Customizing osTicket (and Why You Should)
osTicket is striving to develop the world’s most popular open source ticketing system more openly. Starting with osTicket 1.7, the mainline development has been available on GitHub. If you are maintaining or creating a customized version of osTicket, using git and following the mainline development’s GitHub repo can make you far more successful.
Follow the Source
GitHub allows you to fork the mainline repository and make custom changes to the software, while tracking the mainline development and allowing you to merge upstream changes into your custom code.

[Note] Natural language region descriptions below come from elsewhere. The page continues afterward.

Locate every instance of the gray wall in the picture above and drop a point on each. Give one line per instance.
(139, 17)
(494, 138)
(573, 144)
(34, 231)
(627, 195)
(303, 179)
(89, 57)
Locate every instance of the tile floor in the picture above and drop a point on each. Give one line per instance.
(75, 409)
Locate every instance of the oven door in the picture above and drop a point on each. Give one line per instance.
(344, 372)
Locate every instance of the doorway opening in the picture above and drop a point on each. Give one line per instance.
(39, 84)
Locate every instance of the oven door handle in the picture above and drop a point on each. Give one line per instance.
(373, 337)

osTicket development can be managed from a git repo — even on a local level on your own server. If you’re customizing osTicket, you should be using git, and you should be following the upstream development. However, you should not be serving the git repo from your web server. The repo should be located somewhere outside the path served from your web server.
CUSTOMIZE THE SOFTWARE
You’re probably still reading this article because you want or need to customize osTicket. Customizations are welcome and expected. We are working hard to implement a full extension and plugin system to make modifications easier to port between osTicket versions. In the mean time, you can modify the source directly while still following the upstream activity for big fixes and new features.
FORK THE GITHUB REPO
Create a GitHub account and fork the osTicket repo. Then, clone the repo onto your web server or add a remote to point to your fork. If you’re super lazy, it is possible to follow the upstream development directly, while still tracking changes locally. For instance, if you manage source code in a folder in the home folder on your box called sandbox, you could do something like this
git clone https://github.com/osTicket/osTicket-1.7 ~/sandbox/osTicket-1.7
Then, make all the changes you need. Once completed, you can deploy them to the folder where osTicket is installed on your box using the included deployment script.
DEPLOYING THE SOURCE
First, checkout the git repo onto your web server. Then, use the deploy cli module to deploy osTicket for an installation.

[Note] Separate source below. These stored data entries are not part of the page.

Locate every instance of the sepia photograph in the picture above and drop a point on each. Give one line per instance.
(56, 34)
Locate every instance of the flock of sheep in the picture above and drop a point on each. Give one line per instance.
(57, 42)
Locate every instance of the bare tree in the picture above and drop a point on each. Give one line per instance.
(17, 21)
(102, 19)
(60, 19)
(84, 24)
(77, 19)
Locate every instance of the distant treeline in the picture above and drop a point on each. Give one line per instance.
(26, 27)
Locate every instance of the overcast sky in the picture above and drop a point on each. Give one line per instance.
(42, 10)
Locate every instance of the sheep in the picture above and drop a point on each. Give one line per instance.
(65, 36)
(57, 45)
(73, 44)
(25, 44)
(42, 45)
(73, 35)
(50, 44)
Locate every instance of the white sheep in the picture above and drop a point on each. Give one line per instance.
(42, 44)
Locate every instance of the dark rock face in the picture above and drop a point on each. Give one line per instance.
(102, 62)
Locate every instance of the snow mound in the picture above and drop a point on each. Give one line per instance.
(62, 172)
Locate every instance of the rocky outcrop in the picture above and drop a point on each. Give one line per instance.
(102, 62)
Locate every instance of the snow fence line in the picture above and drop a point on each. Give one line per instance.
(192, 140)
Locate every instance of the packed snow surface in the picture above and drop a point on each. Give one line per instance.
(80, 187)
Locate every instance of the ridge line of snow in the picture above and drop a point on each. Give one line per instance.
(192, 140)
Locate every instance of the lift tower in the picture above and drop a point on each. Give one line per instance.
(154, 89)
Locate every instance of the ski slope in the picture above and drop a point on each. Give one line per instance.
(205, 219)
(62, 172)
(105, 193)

php setup/cli/manage.php deploy --setup /path/to/installation
As an added bonus, the deployment script also supports managing a separate location for the include/
folder. See deploy --help
for more information. The location of the include path is only necessary on the initial deployment. Thereafter, it is automatically detected.
Follow the general installation directions and delete the setup folder as usual. Then, you can deploy osTicket updates from GitHub similar to the following. Use the command-line and change directories to your git repo path, and then into the setup/cli folder
git pull php setup/cli/manage.php deploy -v /path/to/installation
Development Guidelines
We encourage you to change osTicket to suit your individual needs. However, be careful not to make changes that will make it difficult or impossible to follow others’ changes including upstream changes made to the mailine osTicket repository
DATABASE TABLES
If your customization makes changes to the main osTicket tables, you will likely get merge conflicts when the core stream is updated. If you need to add columns to an upstream table, add another table with the extra columns and link the data to the upstream table using the primary key of the upstream table. This will keep your data model separate from the upstream data model.
DATABASE STREAMS
If you need the installer or the upgrader to manage database changes outside of osTicket core, you can create a different database migration stream to create and migrate changes to your stream. See the docs for streams in the repo under setup/docs/streams.md
TRACKING CHANGES
After getting your changes initially staged, checked in, and deployed, you can merge changes between your code and another contributor’s or the mainline repo. First, add the repo to your git remotes if it not already in the list of remotes
This process might be done frequently to pull upstream changes. You might add the mainline repo under the name of upstream
git remote add upstream https://github.com/osTicket/osTicket-1.7 git fetch upstream
And then merge in the upstream changes into your own
git checkout develop git merge upstream/develop
If you get merge conflicts, follow the usual git approach. Edit the conflicted files and add them to be staged for a commit. After resolving all the merge conflicts, commit the merge.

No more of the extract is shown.